(Behold, both sides of the recent YA lit debate. Slightly different shapes? Yes, but practically the same!)
I am not going to push a cluster of links about this “has YA literature gotten too dark” hullabaloo on you because emotion and personality have inflated most discussions into some weird game where everyone grandstands to “win” the argument (that, to be fair, Gurdon instigated). There are several nuanced positions to be taken in the discussion, but for the sake of so-called brevity I will address the issue of dark YA lit as if there were only two sides. Here’s the stripped-down nutshells of both sides, as I see them:
Meghan Cox Gurdon: Notices trend of darker material in books aimed at teenagers. Feels that overexposure to such material could warp one’s perspective on the world. Suggests that book reviews take notice of edgy material and that a variety of books be recommended to teens.
Nearly every outspoken YA author and devotee: Also notices darker trend, but emphasizes potential for such material as therapy for teens going through similar events in real life and for unaffected teens to learn empathy for those in depicted scenarios.Suggests that teens be given freedom to read what they want without others policing their taste in books.
So far, just that much difference in outlook has been enough to set a bunch of blogs and tweets on fire. The topic has led to some great discussion at my library. Let’s examine something that doesn’t seem to make the rounds as much in this “debate,” though…
What both sides have in common: Desire for teens to read quality books, with best-case scenario of teens learning about new, challenging situations and to believe in themselves to overcome obstacles no matter how difficult. Wish to see families engage over and discuss books. Wish to see teens become able, confident people who can function in the world.
Of course, the devil’s in the details…
Gurdon wants book reviews to acknowledge particularly dark material, such as sex, drugs, violence, and language. I don’t think this is a particularly damning demand. She’s not asking for the mature books to be shelved separately or labeled so as to be taken out of the hands of minors. There is mention in her article of creating a “15 and up” shelf, but I read that as more of a begrudging guideline for fiction aimed at the 13-19 age range. She wants parents and educators to have a full picture of what they’re ordering and recommending. In my opinion, a good book reviewer should be able to embed these concerns into reviews without sounding like the thought police. But then…

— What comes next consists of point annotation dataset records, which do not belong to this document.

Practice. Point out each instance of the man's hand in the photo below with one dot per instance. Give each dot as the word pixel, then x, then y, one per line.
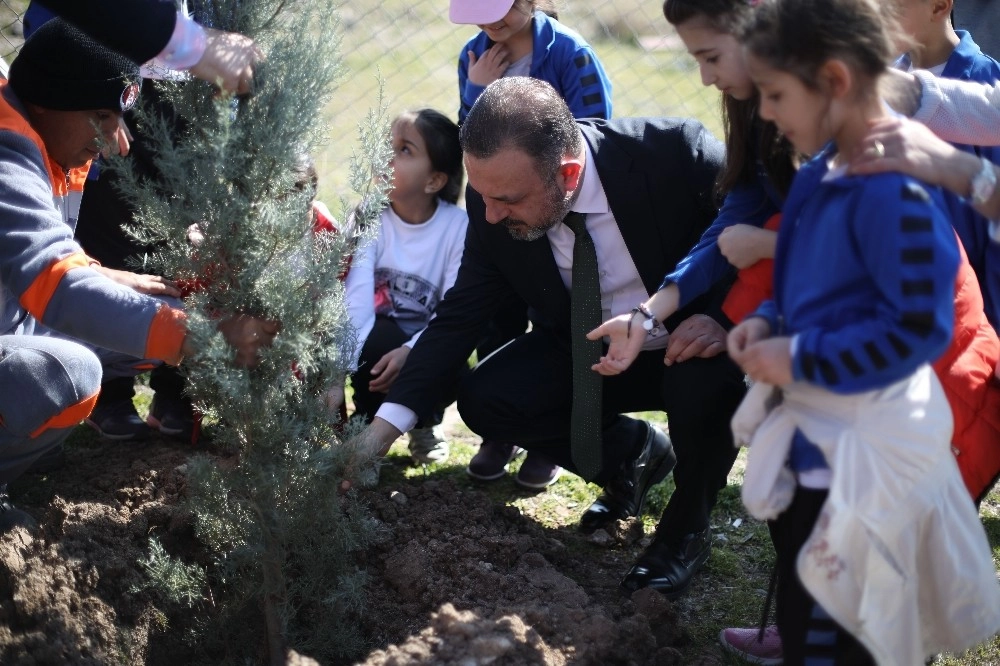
pixel 488 67
pixel 387 369
pixel 154 285
pixel 122 143
pixel 373 441
pixel 623 347
pixel 228 61
pixel 247 335
pixel 743 245
pixel 769 361
pixel 749 331
pixel 697 336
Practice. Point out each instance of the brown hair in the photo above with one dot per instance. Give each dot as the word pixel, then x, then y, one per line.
pixel 799 37
pixel 531 6
pixel 739 117
pixel 440 135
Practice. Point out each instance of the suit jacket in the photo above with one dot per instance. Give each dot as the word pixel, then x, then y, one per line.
pixel 658 174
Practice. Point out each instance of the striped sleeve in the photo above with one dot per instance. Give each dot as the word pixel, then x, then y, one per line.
pixel 585 85
pixel 45 273
pixel 909 250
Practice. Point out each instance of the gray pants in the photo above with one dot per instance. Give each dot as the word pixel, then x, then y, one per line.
pixel 41 378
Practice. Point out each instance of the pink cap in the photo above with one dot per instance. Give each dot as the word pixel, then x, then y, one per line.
pixel 478 12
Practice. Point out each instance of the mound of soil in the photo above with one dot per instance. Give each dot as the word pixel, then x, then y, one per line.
pixel 458 578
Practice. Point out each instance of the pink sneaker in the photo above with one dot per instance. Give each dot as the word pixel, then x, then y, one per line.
pixel 743 641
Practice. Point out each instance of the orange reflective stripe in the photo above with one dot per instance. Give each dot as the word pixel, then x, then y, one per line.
pixel 70 416
pixel 166 335
pixel 36 297
pixel 78 178
pixel 11 119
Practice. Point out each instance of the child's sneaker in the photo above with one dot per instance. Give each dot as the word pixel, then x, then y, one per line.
pixel 427 446
pixel 118 420
pixel 744 642
pixel 173 417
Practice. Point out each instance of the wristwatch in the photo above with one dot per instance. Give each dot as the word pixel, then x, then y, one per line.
pixel 984 183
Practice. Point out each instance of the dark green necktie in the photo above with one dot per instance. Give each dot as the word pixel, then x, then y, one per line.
pixel 585 316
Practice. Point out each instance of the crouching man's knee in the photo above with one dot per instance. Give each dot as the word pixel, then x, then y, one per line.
pixel 45 384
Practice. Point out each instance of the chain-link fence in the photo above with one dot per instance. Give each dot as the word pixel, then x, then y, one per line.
pixel 411 49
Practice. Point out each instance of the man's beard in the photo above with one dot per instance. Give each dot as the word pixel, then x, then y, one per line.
pixel 557 208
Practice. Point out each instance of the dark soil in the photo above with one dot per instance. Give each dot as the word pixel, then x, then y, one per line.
pixel 459 579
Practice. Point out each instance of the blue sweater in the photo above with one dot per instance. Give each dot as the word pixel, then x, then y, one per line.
pixel 864 278
pixel 968 63
pixel 561 57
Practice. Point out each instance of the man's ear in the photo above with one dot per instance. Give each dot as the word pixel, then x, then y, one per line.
pixel 570 170
pixel 435 183
pixel 835 78
pixel 941 9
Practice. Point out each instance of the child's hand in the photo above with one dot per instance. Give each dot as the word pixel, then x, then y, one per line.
pixel 623 347
pixel 334 397
pixel 743 245
pixel 769 361
pixel 194 235
pixel 122 143
pixel 387 369
pixel 748 332
pixel 488 67
pixel 697 336
pixel 154 285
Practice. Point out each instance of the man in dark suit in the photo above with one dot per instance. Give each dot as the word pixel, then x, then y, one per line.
pixel 646 187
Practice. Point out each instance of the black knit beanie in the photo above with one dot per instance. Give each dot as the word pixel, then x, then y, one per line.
pixel 63 69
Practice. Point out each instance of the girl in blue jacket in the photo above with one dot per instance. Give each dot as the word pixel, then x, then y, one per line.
pixel 523 38
pixel 864 268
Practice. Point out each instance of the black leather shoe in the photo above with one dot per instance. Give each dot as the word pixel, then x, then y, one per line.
pixel 625 494
pixel 669 567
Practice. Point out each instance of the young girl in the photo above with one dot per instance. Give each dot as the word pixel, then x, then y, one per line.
pixel 411 265
pixel 757 175
pixel 523 38
pixel 754 181
pixel 863 300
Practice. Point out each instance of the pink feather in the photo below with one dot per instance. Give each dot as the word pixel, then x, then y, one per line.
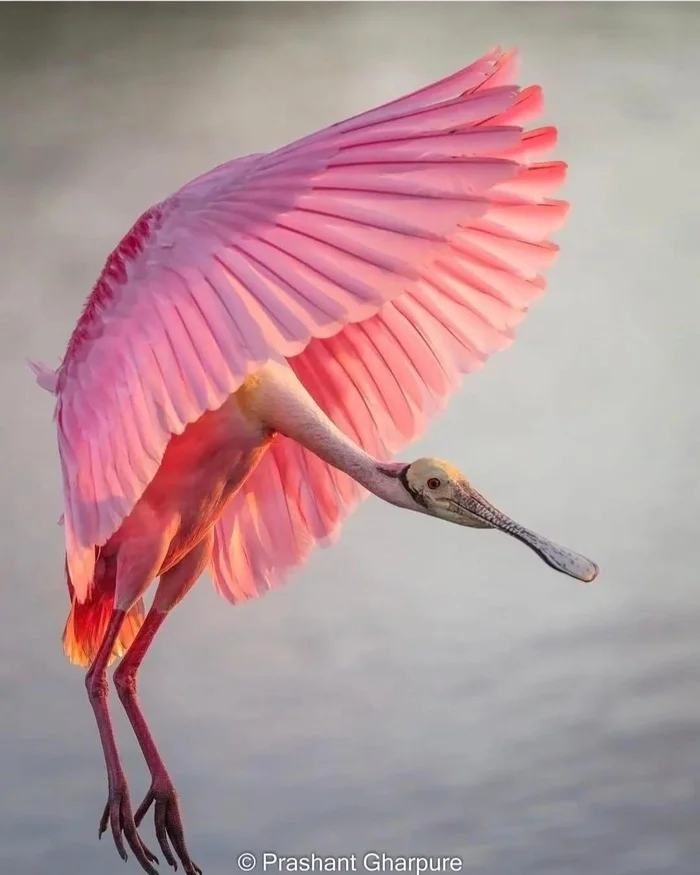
pixel 383 257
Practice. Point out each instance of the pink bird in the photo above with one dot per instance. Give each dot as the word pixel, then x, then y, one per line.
pixel 259 347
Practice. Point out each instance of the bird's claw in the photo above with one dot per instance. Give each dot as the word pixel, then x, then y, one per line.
pixel 119 816
pixel 168 824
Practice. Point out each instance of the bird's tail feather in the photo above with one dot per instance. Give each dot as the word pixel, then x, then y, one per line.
pixel 87 623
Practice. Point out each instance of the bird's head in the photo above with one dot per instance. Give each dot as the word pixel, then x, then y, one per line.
pixel 437 488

YA defenders want books to be as available as possible to teens without the stigma of whether teens can handle subject matter. That’s how literature has treated teens for centuries, right? Pinocchio, Grimm’s Fairy Tales, and Shakespeare are all dark and bloody, but past generations survived. Now YA lit gets “real” and suddenly there’s a cause/effect scare? Gory horror movies are an annual trend every Halloween, but you don’t see teens leaning toward serial killing every October. I trust readers, young and old, to know what they like and burn out on a given subject when they feel like it. Only the reader knows a book’s effects on the reader in real-time. The teens at my library all prefer different genres, some of which can get dark, but never all edginess all the time.
Put the shoe on the other foot: if YA lit was nothing but flighty beach romances and sunny adventures, would Gurdon decry the lightweight state of teen fiction? (I think yes, if only to complete her column for the Wall Street Journal.) There would be demands for more mature, challenging stories. And the defense would remain the same! “Let them read what they want!”
These are trends, not epidemics. The shelves in bookstores and libraries expand and contract without swallowing each other whole. I would say to Gurdon, continue recommending great titles you recognize, but show some more trust. Explicit material has to hold up in context or else the story will suffer, and readers will notice. To YA lit’s ever-ardent defenders I would say, good job holding the line, but be careful not to write off every concern about YA lit as domineering censorship. Parents and educators deserve to be informed, even if they aren’t as gung-ho about certain topics as you are.
If that’s enough anecdotal evidence and strawman arguments for everyone, I think all sides can go to bed after this post. As always, feel free to agree/disagree in the comments.